Deutsche Bank fait le ménage dans ses comptes au quatrième trimestre
En révélant une perte avant impôts de 2,6 milliards d’euros pour le seul quatrième trimestre et un bénéfice net annuel de seulement 611 millions d’euros, le duo dirigeant Deutsche Bank depuis l'été dernier, Jürgen Fitschen et Anshu Jain, a présenté le plus mauvais résultat de la banque depuis 2008. Pour éviter de faire appel à ses actionnaires, le groupe a réduit les actifs pondérés du risque (RWA) de sa «bad bank» interne de 29 milliards d’euros.
Cette procédure lui a permis de dégager 2,5 milliards d’euros de capitaux. A cela s’ajoute une réduction d’actifs dans son cœur de métier de 51 milliards supplémentaires.
Selon Anshu Jain, la banque a procédé à une meilleure gestion de son portefeuille d’actifs, conjuguée à une réduction des risques et une amélioration du fonctionnement du groupe. «Les fonds ainsi dégagés sont l’équivalent d’une augmentation du capital de quelque 8 milliards d’euros» a précisé le co-président, soulignant que la hausse des fonds propres demeure sa «priorité absolue». Le ratio des fonds propres durs selon les règles de Bâle 3 s’élève désormais à 8%, dépassant les prévisions de septembre lorsque les nouveaux dirigeants avaient annoncé leur volonté d’atteindre à fin décembre 7,2%. L’objectif de la banque est désormais de passer à un taux de 8,5% à la fin mars. Grâce à cette optimisation Deutsche Bank est en mesure de verser à ses actionnaires un dividende inchangé de 75 centimes par action.

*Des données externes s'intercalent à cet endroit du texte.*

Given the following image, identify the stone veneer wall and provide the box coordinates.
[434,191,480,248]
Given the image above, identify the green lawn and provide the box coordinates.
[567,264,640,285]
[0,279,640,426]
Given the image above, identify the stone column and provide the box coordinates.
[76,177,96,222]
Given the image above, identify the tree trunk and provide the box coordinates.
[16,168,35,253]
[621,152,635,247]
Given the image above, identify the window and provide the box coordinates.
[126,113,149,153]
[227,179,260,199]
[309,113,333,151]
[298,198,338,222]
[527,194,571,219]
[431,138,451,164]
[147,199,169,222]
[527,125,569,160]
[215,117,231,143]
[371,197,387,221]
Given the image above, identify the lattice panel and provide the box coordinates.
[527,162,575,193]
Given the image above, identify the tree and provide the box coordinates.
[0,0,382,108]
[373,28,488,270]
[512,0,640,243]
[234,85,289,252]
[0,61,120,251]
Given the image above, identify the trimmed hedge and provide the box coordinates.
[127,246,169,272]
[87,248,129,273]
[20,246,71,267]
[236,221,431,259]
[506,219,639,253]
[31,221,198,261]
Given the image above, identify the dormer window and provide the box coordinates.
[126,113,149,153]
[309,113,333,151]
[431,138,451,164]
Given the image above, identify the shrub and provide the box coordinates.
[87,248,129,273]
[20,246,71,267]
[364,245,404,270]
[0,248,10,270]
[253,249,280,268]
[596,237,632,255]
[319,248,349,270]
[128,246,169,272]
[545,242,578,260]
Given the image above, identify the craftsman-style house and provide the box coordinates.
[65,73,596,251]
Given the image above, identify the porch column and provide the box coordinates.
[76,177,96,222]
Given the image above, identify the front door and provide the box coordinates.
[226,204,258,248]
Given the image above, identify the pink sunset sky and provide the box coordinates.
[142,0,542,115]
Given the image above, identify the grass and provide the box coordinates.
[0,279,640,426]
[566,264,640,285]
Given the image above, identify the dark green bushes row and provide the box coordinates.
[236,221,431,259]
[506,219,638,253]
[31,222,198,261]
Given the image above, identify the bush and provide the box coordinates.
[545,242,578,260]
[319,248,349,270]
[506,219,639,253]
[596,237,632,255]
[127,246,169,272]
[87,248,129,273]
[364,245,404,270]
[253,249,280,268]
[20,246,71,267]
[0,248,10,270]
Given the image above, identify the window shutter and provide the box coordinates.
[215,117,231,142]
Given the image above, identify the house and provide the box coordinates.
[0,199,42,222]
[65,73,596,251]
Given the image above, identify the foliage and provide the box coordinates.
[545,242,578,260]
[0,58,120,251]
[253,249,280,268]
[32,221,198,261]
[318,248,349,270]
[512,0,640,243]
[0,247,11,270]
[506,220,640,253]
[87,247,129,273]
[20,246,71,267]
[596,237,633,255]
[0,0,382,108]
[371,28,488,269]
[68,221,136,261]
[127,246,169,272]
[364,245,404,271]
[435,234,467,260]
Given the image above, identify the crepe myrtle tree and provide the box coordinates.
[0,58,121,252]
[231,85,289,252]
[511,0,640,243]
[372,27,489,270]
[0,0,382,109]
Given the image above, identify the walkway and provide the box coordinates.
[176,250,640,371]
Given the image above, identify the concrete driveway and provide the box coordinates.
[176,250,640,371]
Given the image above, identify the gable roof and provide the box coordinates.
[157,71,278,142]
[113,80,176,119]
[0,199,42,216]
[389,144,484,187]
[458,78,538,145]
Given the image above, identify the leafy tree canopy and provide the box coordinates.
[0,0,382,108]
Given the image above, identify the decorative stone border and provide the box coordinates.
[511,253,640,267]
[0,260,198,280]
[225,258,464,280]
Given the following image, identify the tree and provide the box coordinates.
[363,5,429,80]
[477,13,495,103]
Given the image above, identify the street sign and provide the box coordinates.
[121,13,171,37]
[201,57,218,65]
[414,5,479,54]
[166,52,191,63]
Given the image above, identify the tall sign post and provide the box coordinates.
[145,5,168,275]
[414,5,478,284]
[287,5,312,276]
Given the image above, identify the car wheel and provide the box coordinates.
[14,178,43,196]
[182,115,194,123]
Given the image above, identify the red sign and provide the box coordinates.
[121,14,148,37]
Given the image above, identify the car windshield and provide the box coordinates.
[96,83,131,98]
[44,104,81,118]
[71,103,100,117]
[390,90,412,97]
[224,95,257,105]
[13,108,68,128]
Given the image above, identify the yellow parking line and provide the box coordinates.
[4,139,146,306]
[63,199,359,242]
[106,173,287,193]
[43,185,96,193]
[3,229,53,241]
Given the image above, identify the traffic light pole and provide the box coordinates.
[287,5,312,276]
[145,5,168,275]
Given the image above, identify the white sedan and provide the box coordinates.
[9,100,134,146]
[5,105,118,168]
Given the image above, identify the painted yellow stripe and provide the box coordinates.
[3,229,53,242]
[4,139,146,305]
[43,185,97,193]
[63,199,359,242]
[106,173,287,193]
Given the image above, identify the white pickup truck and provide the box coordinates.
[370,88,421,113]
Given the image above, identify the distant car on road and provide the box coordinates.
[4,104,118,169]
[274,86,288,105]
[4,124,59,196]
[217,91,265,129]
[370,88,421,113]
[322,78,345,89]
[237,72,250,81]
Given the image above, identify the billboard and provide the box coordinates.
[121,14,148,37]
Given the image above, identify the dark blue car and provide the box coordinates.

Pour l’instant aucune augmentation de capital n’est prévue, mais Jain ne l’exclut pas pour l’avenir. «Nous vivons dans un monde incertain et personne ne sait ce qui se passera demain» a-t-il souligné lors de la présentation du bilan hier à Francfort.
Parallèlement aux pertes liées à des dépréciation d’actifs le résultat de Deutsche Bank a également souffert d’une provision de 1,3 milliard d’euros sur les charges liées à ses nombreux litiges juridiques. Le groupe est notamment concerné par le scandale de la manipulation des taux de prêts interbancaires du Libor et de l’Euribor, par une vaste enquête en Allemagne de fraude fiscale sur les droits d'émission de CO2 ainsi que par la plainte de l’ancien magnat des médias, Kirch.
A cela s’ajoutent de nombreuses plaintes aux Etats-Unis où Deutsche Bank est impliquée dans la crise du marché immobilier. Jürgen Fitschen et Anshu Jain se sont donc bien gardés de faire des prévisions chiffrées sur les résultats attendus cette année.